Redistricting Plan Met with More Skepticism at Northwest Junior High Meeting
The Wednesday night meeting did garner some more support for the redistricting plan than it had at the previous meeting, however.
Skepticism, criticism, old arguments revisited, and even a little bit of positive feedback.
Another Iowa City Schools redistricting forum in the books.
On Wednesday night the Iowa City School District held its second of two scheduled forums on new redistricting plans recently proposed in first-draft form by the school district.
Ann Feldmann, Assistant Superintendent and emcee of the forum, told the crowd of roughly one hundred visitors in the Northwest Junior High School Little Theatre that the plans they were to discuss during the evening were the same plans that were pilloried at the previous redistricting meeting at City High School earlier this month. The administrative team is still considering ideas from that feedback.
"We didn't feel that we had them fleshed out enough to come out with a set of new scenarios," Feldmann said.
As this forum was held in a Coralville junior high, the forum focused more on the proposed junior high redistricting than the previous forum did.
The first draft of the proposal calls for moving 128 students from Wickam Elementary School to Northwest Junior High School to relieve overcrowding at North Central Junior High in North Liberty.
Wickam parents in attendance expressed doubt about the district's enrollment projection numbers, and criticized the district's apparent lack of "long-term planning" and "big-picture thinking."
A major subtext of this concern over long term planning appeared to be what this move would mean for the high school feeder system for Wickam, where students currently attend West High School after going to North Central. There was also some concern over future of the long discussed third comprehensive high school.
Suzanne Summerwill, a Wickam parent, said many parents worry the school district would use the Wickam move as a pretext for moving Wickam students to City High School, which was discussed at the last redistricting discussion two years ago and roundly rejected by Wickam parents for safety concerns related to students traveling on Interstate 80.
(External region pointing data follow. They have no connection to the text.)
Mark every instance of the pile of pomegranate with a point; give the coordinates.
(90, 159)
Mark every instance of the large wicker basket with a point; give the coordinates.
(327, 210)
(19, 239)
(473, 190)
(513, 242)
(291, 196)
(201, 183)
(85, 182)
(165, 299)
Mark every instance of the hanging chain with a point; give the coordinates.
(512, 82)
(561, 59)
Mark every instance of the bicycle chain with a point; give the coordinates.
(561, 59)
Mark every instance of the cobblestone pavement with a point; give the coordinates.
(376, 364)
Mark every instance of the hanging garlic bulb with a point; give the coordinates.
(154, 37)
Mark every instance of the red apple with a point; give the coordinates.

"It would become easy at that point for the school board to say those students should go to City High, and that is unacceptable," Summerwill said.
The parents also criticized the plan for only basing the enrollment projections on current enrollment trends, and not factoring in future growth into the mix. The parents pointed out that if current growth continues without expanding North Central's capacity beyond 450 students, this would not help matters much in the long term.
John Weihe, a Wickam parent and former Coralville city council member, summed up another theme of the meeting by saying that he felt that the junior high and high school levels are so connected that he didn't see the sense in developing redistricting plans for one without the other.
"I think the junior high and the high school really need to be discussed at the same time," he said.
Meanwhile, at the elementary school level, there was some support for elements of the plan during the forum.
A group of teachers from Grant Wood Elementary School were among those at the meeting who spoke in support of the district's efforts to adress overcrowding at a school like Wood, while also trying to balance free-and-reduced lunch rates at schools like Wood and Twain, which are both above 70 percent.
Molly Severson, a special education teacher at Wood, spoke passionately about the need to mix students of different economic backgrounds, as she said research has shown reducing the free and reduced lunch rate to even 50 percent improves the learning for both high and low income students at the affected schools.
Severson said after the meeting that the teachers came together because they felt it was important to let the public know how these isolated pockets of poverty in the district really affect instruction.
"It was important for us to come here together because we see this as a huge problem, and change needs to happen," she said.
Feldmann said during the forum that at least one more forum is likely going to be scheduled sometime in April, and that the public would have a chance to respond to any new scenarios the team generates.
This recommendation is scheduled to be delivered to the school board in May, at which point the school board can do whatever they please with it.